ROCHESTER, NY – The New York State Public Service Commission says it expects the state’s utilities will have adequate supplies of natural gas and electricity to meet the demand of residential and commercial customers in New York State, but with global commodity costs of natural gas, heating oil, and propane continuing to rise, customers will have to pay more for it this winter, compared to last.
On average, a residential electric customer using 600 kWh per month is expected to pay about $ 75 per month for supply this winter, up 42 percent from the same period a year ago. The average residential customer using 732 therms of natural gas can expect to pay about $ 240 per month during the winter heating season, up 29 percent from the same period a year ago.
Those are statewide averages. The western part of NYS may see lower electric rates because the region is closer to hydro and nuclear generators, but the gas side may be higher because it’s farther away from gas generators, so the numbers are intended to give New Yorkers an idea of what to prepare for.
A colder-than-normal winter will also cause usage and bills to increase.

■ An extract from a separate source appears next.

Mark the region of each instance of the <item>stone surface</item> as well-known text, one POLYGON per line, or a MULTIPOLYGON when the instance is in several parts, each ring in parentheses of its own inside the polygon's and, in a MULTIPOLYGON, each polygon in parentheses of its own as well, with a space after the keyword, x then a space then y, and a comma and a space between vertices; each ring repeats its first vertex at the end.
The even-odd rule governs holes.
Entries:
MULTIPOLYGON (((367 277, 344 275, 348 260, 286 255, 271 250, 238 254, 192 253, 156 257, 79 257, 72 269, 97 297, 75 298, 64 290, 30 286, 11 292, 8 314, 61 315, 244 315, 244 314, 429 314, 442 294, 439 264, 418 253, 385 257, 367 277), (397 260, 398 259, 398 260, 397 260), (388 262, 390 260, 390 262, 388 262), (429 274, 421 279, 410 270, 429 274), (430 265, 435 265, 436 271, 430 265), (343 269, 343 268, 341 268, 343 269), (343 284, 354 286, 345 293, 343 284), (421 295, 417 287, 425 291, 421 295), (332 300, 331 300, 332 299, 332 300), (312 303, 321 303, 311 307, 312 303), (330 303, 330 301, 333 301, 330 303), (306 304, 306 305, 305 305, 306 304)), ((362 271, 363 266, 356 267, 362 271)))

Between financial hedges and gas held in storage, utilities have hedged approximately 53% of their estimated statewide customer needs, the rest will be bought on the open market throughout the heating season.
Staff at the Public Service Commission say they are continuing to track weather impacts, pipeline and storage assets and will work with the local distribution companies and communities to find solutions that increase environmental benefits while meeting customer expectations for their energy demands.
So what to do if you don’t think you’ll be able to afford your utility bills?
- Beginning Nov. 1, applications will be accepted for the Home Energy Assistance Program (HEAP), which can provide up to $ 976 to eligible homeowners and renters depending on income, household size and how they heat their homes. To qualify for heating assistance from HEAP, a family of four must have a maximum gross monthly income of $ 5,485, or an annual gross income of $ 65,829
For more information: https://otda.ny.gov/programs/heap/contacts/
- Consider bill payment options. When getting in touch with your utility provider, inquire about billing options that allow for deferred payments or “budget billing” options that balance out bills that are higher in one season and lower in another. This can structure your payments and make it easier to navigate costs.
For more information:
RG&E Customers: https://www.rge.com/account/billingoptions/budget-billing
NYSEG Customers: https://www.nyseg.com/wps/portal/nyseg/account/billingoptions/budgetbilling/
National Grid Customers: https://www.nationalgridus.com/upstate-ny-home/bill-help/budget-billing
- Consider ways to ensure your home is as energy efficient as possible. The New York State Energy Research and Development Authority offers energy-saving tips for residents and homeowners, as well as businesses that can lower energy usage. NYSERDA also offers a range of home energy efficiency programs that can help save energy and reduce costs over time. Income-eligible customers may qualify for reduced cost or free energy upgrades to their homes through EmPower New York and Assisted Home Performance with ENERGY STAR® programs.